New issue of Scientific American Mind cover story on Burnout, here is the link as best I can provide
I can’t get to anything on the Net for full access to the story, but will at least give you these 2 pages from the article that I think is a good start for readers:
In there was this I will briefly retype:
“yet the reviews were not all glowing. The hospitals found the personnel cost of implementing CREW [Civility Respect and Engagement in the Workplace] to be a burden. Participants had to go out of their way to fit the sessions into their workdays. Applying the lessons to their day to day work life also required sustained effort. Given the occasionally irksome nature of the program, it is actually pretty impressive the CREW can be effective”
Read it as able, and get the issue if it really hits home for a reader dealing with this. I bought it ’cause I am tremendously burnt out with all the intrusions, clueless behaviors, and micromanagement by so many non clinical parties, it is amazing that people get better with mental health care as is per 2015. And now as related to the start of this post, we as clinicians have to treat people who are going to be forced into care even more than what CR in MD is doing now!?!?

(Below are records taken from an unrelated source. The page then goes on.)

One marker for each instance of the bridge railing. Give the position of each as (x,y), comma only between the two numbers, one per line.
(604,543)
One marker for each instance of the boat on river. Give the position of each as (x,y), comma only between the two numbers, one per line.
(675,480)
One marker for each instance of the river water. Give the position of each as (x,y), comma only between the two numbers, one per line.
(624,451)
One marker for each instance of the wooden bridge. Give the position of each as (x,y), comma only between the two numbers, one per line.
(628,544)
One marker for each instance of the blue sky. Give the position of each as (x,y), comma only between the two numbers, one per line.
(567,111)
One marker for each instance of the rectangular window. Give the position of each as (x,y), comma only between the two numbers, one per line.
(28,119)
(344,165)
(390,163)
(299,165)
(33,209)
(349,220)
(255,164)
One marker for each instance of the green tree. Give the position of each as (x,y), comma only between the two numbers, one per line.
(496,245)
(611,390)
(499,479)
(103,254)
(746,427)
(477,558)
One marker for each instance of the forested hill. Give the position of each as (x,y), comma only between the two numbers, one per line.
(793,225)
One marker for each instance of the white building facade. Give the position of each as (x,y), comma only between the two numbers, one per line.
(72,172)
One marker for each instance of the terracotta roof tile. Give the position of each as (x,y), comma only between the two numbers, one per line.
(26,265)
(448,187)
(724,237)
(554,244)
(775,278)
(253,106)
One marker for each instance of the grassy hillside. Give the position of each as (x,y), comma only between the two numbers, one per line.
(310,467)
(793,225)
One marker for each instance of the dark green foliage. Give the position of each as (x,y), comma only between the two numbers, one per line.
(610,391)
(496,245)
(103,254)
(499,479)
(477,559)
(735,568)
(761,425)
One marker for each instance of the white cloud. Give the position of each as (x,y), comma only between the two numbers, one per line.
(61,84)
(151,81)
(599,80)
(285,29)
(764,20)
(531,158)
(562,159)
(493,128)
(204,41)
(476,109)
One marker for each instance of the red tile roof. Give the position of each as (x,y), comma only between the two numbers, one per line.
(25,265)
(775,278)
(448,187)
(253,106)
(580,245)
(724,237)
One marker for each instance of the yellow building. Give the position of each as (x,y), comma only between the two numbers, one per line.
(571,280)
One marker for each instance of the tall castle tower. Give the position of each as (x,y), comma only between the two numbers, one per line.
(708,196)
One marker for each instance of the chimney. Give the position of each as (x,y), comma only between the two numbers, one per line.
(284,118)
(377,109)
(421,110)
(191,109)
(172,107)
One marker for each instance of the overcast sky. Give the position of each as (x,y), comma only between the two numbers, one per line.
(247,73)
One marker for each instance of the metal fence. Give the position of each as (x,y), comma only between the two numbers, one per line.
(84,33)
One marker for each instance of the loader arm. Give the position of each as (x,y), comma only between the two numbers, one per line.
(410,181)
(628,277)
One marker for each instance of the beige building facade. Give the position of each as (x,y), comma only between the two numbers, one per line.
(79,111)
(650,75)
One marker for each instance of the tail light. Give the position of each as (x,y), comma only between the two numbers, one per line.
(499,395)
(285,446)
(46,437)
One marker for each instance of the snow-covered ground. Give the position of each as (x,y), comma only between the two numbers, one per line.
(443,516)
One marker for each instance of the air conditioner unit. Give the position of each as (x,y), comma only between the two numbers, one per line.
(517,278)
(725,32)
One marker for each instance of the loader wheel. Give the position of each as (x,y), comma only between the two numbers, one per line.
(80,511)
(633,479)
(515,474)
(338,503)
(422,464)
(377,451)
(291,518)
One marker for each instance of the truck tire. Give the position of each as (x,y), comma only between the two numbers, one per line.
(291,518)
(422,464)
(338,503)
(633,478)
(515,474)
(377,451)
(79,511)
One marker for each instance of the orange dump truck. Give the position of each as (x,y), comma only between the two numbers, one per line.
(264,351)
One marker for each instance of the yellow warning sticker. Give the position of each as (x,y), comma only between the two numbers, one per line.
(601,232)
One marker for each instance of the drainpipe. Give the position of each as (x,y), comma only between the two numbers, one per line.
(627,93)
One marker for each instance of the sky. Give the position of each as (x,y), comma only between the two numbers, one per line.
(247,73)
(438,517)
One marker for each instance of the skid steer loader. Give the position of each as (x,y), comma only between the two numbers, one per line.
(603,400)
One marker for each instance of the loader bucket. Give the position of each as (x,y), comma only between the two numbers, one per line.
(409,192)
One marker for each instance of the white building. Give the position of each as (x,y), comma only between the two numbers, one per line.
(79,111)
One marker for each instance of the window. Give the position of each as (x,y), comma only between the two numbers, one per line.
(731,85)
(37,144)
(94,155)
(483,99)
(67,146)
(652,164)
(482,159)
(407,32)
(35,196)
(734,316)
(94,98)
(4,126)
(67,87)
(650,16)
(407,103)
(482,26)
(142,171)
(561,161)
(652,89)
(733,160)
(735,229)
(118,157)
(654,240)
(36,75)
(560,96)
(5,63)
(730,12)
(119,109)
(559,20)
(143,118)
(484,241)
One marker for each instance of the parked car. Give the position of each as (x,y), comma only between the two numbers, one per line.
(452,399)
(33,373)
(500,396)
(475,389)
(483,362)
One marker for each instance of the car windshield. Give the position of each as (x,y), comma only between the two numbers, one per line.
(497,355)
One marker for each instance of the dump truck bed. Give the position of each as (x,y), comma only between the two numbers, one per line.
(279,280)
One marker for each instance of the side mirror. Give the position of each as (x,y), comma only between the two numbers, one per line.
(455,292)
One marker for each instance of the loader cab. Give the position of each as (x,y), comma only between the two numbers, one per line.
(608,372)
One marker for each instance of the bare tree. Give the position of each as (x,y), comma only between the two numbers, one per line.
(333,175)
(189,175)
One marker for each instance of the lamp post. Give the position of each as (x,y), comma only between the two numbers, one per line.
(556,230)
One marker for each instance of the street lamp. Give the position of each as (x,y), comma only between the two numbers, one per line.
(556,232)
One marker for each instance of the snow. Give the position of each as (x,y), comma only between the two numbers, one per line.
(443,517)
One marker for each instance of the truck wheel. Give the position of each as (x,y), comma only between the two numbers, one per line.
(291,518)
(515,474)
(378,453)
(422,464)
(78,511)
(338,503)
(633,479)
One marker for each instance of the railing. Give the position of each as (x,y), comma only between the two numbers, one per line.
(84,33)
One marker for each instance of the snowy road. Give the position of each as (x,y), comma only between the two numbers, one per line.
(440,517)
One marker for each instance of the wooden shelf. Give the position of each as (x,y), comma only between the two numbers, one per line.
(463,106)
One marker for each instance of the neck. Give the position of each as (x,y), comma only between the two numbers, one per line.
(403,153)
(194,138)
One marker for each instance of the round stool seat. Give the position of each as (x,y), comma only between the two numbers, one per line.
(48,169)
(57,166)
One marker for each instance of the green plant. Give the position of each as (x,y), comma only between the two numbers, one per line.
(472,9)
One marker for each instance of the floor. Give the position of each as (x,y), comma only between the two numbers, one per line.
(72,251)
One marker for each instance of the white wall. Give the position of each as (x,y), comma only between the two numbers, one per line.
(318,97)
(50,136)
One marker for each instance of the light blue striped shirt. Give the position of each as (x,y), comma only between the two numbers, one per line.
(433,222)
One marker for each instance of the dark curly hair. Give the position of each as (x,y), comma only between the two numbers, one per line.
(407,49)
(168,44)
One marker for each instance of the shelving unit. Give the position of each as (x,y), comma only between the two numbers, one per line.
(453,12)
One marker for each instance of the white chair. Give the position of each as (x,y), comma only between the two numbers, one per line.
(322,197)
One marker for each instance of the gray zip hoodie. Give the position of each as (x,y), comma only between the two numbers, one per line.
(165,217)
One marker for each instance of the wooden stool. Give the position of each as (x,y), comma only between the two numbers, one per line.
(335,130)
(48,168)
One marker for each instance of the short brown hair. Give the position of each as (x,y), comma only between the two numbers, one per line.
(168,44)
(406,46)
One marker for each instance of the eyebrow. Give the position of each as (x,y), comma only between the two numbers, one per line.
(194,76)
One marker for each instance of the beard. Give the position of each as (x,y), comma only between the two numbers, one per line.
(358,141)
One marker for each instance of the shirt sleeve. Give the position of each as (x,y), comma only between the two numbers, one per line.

Then there was this in the Jan 2015 issue of Psychiatric Annals, I will copy the front page of the article and allow you all to seek it out:
At the end was this: “Godding died while working at St Elizabeth’s on May 6 1899, at a time that preceded the discovery of psychotropic meds, psychoanalysis, ECT, and most of the techniques we now employ. Nevertheless, he seemed content with his work and with how his patients fared. Why did he, members of his family, and the staff that worked for him not appear to tire of their work? Without the availability of therapeutic communities, do we not increase the fragmentation and dissatisfaction in the lives of our patients, and also in our own lives as caregivers?”
Hmm, seems to tie into the concept of Burnout to me at least, and then above at the top, why are we court ordering chronically ill people who are better served more often than not in Asylums, sorry to use that label but sticking to the story above from Psych Annals.
And finally, this from Page 4 of the January 2015 issue of Clinical Psychiatry News, too big to copy for this blog, but I will type it out and give the source, and you can again look it up for more scrutiny (I can’t find a direct link after 5 plus minutes of searching CPN’s site):
from advisers’ viewpoints for CPN, the first from Lee H Beecher, MD–“Ultimately, the answer to this question depends on creating and maintaining access to effective professional care and social supports for the true health care ‘customers’ we serve– for example, people with mental illnesses and their families.”
WTH!? When I read that earlier this week, before the Sci Amer article and the Psych Annals article and then recently the SR post, I thought, “this guy is an adviser for a relatively well read periodical for psychiatry, is a physician, and writes we treat “customers” and not patients”?
So, to tie in this blog article fully, psychiatry is in trouble from the outside and inside, and we don’t have real allies and colleagial support now. No, we are being sabotaged and disrupted from so many fronts, Burnout is the kindest response from psychiatrists who are trying to make a responsible and healthy difference for the public, in the many facets we interact with them.
Oh, and by the way, one reason why I don’t have a Facebook page nor Twitter account, because you can’t sum up this concern and discussion in 140 characters nor make it pretty and “friend” friendly, because blogging requires time, energy, and even sometimes money. Hence why Facebook and Twitter are so popular, because you really don’t spend much time and energy just spouting off what is on your mind or just copy a Net picture or video literally in that moment. No, blogging requires you think and put those thoughts into sentences and presentation.
Plus, who needs the stalkers in your life. End of line…
FYI: this post took over an hour to write, so donations accepted as willing to offer. Just kidding!